As we ship faster with AI, the test net underneath has to keep up or speed becomes risk.
AI has changed how much code we produce and how fast it lands. But every line still has to answer the same question the moment someone touches it: did we just break something that already worked? Test coverage is the safety net that lets a team move at AI speed without quietly regressing the corners of the codebase no one remembers. The faster we move, the more that net matters.
So at Nirvana, we made it a priority to solve: not by asking engineers to write more backfill tests, but by building an autonomous agent that does it for us, inside guardrails strict enough that we trust it to run unattended.
This post is the full walkthrough: the architecture, how we prioritize what the bot works on, how it remembers what it has done (and why that state now lives in S3), what the cadence looks like, and the safety model that makes the whole thing sleep-at-night safe.
The problem we were actually solving
The hard part of coverage was never the standard. We can set a bar and enforce it in CI. The hard part is the grind of backfilling tests for code that already shipped - the unglamorous, never prioritized work that sits at the bottom of every backlog. No one wants that ticket. It competes with features, and it loses.
To be precise about where the gap actually is: new code is not the problem. Anything written today already lands with 90–98% statement (line) coverage as a matter of normal process. Review and CI hold that line, and engineers write those tests as part of shipping the feature. The debt lives in legacy code: the large body of older code that predates today's bar and never reached 100%. And with years of accumulated code, that legacy surface is enormous. Closing it by hand would mean pulling engineers off product work for a very long time to write tests for code they may not have touched in years. That math never works out, which is exactly why the gap persists everywhere.
The result is the familiar slow rot: the untested regions cluster in exactly the older, load-bearing code that's scariest to change, and every refactor through it is a little more dangerous than it should be.
This framing is what shaped the whole design. The bot isn't a substitute for engineers writing tests for their own new code. That already happens. It's a tireless worker pointed squarely at the legacy backlog, chipping away at the older, under-covered code continuously so the long tail actually gets closed instead of being perpetually deferred.
We didn't want a dashboard nagging us about it. We wanted the work to get done — continuously, quietly, and at a quality bar we'd accept from a human engineer. That last point matters as much as the coverage number itself: a percentage bumped up with hollow, assertion-free tests would be worse than useless. So test quality (meaningful assertions, real edge cases, tests we'd actually trust during a refactor) is a first-class constraint on the bot, not an afterthought. We return to exactly how we enforce that in its own section below.
What we built, in short
A scheduled agent (powered by Claude) wakes up several times a day during working hours, computes where coverage is weakest among the packages that matter most, picks one under-covered file, studies the existing tests around it to learn the team's conventions, writes focused tests for the uncovered paths, and opens a small, reviewable PR. A mechanical safety gate stands between the agent and the repository. From there, the PR enters a fully automated review-and-merge loop: a multi-model reviewer critiques it and reaches consensus, a second autonomous agent resolves whatever the reviewer flags, and once the panel agrees, the PR merges itself. End to end, with no one babysitting the queue.
It first proved itself in a smaller service repo, then we adapted the design for our main backend service. Everything below describes that production system.
The architecture

Let's walk the pipeline stage by stage.
1. Trigger and the guard job
The bot runs on a cron schedule, but it doesn't blindly do work every time it fires.
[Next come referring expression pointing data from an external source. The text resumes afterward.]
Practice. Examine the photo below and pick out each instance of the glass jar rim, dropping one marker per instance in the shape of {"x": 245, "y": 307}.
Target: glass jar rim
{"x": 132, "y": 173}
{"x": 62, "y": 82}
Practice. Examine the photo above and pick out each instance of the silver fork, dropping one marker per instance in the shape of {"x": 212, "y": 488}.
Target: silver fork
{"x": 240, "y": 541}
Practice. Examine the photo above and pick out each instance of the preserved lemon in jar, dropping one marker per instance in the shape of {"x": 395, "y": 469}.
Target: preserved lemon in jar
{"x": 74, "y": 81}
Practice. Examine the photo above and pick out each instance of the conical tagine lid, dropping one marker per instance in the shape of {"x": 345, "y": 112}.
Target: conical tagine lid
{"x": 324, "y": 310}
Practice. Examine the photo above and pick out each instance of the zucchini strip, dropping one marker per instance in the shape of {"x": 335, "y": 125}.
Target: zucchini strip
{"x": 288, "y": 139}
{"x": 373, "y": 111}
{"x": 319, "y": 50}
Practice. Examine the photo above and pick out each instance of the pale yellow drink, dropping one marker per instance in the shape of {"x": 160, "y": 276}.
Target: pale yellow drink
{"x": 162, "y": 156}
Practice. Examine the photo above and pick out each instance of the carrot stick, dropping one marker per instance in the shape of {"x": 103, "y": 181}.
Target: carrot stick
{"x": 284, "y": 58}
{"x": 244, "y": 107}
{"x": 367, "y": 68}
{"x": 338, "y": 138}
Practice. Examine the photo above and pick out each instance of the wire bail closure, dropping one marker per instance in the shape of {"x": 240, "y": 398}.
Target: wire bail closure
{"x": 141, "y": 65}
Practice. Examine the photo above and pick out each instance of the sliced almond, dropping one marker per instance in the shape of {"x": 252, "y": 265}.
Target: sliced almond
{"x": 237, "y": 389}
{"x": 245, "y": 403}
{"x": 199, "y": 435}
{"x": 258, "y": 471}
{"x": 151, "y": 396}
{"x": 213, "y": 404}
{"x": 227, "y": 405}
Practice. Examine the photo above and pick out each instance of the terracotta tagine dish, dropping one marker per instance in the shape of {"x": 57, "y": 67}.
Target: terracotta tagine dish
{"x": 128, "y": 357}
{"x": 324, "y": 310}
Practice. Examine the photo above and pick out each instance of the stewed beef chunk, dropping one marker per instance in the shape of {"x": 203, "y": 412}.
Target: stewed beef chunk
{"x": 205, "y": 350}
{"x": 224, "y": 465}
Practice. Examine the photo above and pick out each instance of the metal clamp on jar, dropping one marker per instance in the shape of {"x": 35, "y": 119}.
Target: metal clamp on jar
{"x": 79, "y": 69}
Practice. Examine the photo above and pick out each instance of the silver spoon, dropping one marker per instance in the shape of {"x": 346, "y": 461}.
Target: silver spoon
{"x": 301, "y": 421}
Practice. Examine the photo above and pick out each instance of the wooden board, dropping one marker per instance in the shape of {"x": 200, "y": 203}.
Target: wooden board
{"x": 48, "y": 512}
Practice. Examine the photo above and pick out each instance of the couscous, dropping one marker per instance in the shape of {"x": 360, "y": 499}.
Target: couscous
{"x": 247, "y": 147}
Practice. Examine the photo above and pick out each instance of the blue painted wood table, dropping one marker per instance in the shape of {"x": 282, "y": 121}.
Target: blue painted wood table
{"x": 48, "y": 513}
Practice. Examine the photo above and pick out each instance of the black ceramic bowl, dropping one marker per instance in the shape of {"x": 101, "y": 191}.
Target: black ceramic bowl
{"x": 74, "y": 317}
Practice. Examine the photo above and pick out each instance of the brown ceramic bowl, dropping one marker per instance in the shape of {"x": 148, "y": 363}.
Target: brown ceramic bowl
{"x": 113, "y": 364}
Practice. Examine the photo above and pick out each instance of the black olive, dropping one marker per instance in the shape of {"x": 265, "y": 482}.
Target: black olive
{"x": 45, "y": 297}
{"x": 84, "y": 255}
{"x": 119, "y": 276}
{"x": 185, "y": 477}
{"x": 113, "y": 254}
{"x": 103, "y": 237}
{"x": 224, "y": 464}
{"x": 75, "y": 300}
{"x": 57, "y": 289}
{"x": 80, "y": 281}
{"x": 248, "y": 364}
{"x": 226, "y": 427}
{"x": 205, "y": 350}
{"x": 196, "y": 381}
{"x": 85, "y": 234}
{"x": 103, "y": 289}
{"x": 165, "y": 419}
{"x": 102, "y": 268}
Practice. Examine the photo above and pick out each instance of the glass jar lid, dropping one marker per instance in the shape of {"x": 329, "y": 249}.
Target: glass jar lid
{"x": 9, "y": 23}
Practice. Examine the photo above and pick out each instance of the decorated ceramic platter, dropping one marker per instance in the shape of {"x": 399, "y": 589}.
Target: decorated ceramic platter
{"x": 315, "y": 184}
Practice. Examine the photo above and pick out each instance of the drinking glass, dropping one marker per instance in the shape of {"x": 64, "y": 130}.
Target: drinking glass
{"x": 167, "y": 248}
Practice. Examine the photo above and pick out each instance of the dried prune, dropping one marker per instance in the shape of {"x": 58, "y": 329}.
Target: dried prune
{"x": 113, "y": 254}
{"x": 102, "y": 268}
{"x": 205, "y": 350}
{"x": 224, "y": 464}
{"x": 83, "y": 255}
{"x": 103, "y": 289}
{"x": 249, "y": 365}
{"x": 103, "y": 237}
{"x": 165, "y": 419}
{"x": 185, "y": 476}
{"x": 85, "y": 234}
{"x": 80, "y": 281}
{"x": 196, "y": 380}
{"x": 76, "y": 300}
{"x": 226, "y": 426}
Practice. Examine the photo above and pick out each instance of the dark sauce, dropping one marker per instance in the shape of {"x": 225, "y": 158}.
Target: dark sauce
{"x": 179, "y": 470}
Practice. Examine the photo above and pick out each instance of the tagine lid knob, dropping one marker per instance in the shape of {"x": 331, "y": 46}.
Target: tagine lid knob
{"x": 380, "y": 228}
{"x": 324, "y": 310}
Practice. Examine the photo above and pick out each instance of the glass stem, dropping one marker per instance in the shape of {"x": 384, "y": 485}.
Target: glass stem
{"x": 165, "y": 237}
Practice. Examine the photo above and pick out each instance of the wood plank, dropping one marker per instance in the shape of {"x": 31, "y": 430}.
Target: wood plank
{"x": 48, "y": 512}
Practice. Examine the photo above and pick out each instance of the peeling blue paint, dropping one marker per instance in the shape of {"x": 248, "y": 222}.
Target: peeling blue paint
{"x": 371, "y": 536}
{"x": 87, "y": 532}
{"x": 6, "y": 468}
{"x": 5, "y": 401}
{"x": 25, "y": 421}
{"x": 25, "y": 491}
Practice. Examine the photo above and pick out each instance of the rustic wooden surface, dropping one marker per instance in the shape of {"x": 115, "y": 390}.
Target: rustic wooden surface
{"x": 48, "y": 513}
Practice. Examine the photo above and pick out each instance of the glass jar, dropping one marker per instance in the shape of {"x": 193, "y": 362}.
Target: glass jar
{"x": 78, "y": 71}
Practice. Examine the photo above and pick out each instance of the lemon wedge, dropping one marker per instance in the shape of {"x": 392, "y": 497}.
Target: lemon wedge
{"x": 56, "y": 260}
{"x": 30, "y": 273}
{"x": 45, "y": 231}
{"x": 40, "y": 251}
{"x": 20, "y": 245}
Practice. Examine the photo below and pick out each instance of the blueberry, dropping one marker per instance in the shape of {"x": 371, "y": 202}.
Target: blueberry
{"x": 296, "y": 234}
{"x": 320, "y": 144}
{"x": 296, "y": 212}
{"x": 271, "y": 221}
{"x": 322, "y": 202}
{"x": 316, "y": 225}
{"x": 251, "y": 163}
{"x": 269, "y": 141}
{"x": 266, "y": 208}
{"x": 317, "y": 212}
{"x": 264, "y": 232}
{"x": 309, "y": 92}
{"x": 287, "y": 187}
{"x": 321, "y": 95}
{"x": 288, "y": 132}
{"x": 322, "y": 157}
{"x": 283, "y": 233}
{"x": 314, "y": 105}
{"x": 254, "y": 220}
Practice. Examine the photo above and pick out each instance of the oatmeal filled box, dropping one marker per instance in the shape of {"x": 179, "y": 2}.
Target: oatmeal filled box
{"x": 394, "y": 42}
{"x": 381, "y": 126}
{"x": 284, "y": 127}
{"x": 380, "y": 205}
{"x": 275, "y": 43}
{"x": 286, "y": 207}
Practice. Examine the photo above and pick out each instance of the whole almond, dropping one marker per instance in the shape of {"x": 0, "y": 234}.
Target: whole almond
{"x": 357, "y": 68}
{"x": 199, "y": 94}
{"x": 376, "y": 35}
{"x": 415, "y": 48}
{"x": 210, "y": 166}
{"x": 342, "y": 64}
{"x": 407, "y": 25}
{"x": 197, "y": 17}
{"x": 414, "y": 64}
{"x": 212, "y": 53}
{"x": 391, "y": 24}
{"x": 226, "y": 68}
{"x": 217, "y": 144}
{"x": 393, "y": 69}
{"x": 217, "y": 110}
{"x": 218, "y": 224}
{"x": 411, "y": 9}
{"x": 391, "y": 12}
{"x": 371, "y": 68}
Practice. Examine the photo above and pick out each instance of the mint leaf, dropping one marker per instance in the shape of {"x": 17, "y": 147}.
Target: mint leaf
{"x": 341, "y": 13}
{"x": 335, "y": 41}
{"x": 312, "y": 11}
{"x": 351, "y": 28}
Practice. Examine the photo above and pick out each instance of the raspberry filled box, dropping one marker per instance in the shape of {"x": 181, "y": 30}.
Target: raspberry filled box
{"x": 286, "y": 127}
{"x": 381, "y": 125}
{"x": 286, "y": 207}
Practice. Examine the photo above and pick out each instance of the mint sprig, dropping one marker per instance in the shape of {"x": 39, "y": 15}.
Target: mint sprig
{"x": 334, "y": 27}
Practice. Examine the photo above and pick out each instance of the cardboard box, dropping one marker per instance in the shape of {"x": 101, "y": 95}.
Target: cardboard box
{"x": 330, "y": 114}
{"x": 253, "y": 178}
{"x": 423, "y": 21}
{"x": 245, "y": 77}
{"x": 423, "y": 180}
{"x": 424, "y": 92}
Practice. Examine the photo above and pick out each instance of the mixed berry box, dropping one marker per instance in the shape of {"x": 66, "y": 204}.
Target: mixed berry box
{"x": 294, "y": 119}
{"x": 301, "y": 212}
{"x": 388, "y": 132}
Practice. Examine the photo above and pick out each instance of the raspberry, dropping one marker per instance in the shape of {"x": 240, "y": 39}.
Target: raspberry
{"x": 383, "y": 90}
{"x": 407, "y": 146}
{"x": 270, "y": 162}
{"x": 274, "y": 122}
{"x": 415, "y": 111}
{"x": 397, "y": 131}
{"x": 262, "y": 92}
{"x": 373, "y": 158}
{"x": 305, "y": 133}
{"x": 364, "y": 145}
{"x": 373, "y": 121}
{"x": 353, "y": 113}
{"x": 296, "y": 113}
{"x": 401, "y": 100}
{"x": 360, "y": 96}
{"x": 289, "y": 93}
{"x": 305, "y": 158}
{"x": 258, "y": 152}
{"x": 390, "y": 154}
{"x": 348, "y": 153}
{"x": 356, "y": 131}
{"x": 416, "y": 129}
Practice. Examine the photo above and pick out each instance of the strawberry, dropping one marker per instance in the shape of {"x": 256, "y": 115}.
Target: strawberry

The first thing each run does is consult a lightweight guard job that decides whether this run should proceed at all. The guard skips the run (cheaply, costing only a few cents) when:
- The open-PR cap is already reached (we don't want the bot flooding the review queue).
- A freeze window is active (set automatically when a scope hits full coverage, so the bot stops generating noise instead of repeatedly concluding there's nothing to do).
A skipped run posts a short Slack note explaining why it skipped, so silence is never ambiguous.
2. Baseline coverage, but only where it counts
If the guard clears, the run computes a fresh coverage baseline. In a large backend this is the expensive part, so two things matter:
- It's scoped, not exhaustive. We don't measure the whole repo every run. We measure a curated set of priority packages (more on prioritization below).
- It's parallelized. Coverage profiles are generated across packages concurrently and then summarized per profile rather than as one merged blob, which avoids a class of cross-package resolution errors that used to kill the whole step when a single transitively-referenced package couldn't be resolved.
One hard-won detail: a package is considered eligible based on whether it produced a usable coverage profile, not on whether all of its tests passed. A single pre-existing flaky integration test used to silently exclude an entire package's worth of uncovered code from every run. Decoupling eligibility from the test exit code fixed that.
3. Prioritization: picking the components that matter
This is the part most "auto-coverage" tooling gets wrong. The naive approach is to chase the lowest-coverage file in the repo. In a large codebase that's actively harmful: it spends the budget on whatever happens to be numerically lowest (often peripheral or generated code) and floods reviewers with PRs against things nobody cares about.
Instead, the bot works off a curated priority allowlist of packages, ordered deliberately:
- Revenue-path and business-critical components first. The packages where a missed edge case has real consequences sit at the top of the list. Coverage there is worth far more than coverage on a leaf utility.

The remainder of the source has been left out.